TLDR: No. No it cannot.
This was admittedly a fairly stupid experiment on the face of it. ChatGPT is a decoder-only model. It shouldn’t be able to perform an image recognition task. But then again, a decoder-only model wouldn’t have been my first choice for translation or summarization either. In my experience, ChatGPT has created translations which are at least as coherent and idiomatic as Google Translate, if not more so.
So I thought, why not give it a shot?
MNIST is a computer vision dataset containing thousands of handwritten digits along with their actual labels.
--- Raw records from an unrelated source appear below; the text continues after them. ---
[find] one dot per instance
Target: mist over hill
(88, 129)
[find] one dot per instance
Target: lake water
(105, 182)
Images are represented as 28x28 tensors where each element of the tensor represents a intensity pixel intensity between 0 and 1. Traditionally this is formulated into a classification problem, with the goal of choosing the correct class out of the 10.
To simplify the input, I flattened the tensor and translated the pixel intensity values to the range 0-10. This allowed me to use fewer tokens at the expense of some of the gradations between light and dark.
I gathered 10 random examples from each of the 10 classes (100 total images) and fed them into
gpt-3.5-turbo with the following prompt:
The following is a flattened representation of an image of a handwritten digit. The image was 28x28 but has been flattened to 1x784. Each number represents a pixel intensity from 0-10. Please tell me which digit the following pixel list represents:
Followed by the list of 784 pixel intensities.
ChatGPT scored 11⁄100. Barely better than guessing. A summary of the sessions can be found at this gist. A visual summary is below, with the blue signifying correct guesses.
Note: although the image shows the digits sorted, they were prompted in random order.
It is interesting that only the 0s and the 7s were correctly identified. Let’s take a look at the distribution of ChatGPT’s guesses.
Oh. It got 8⁄10 zeros correct because it guessed zero 85% of the time.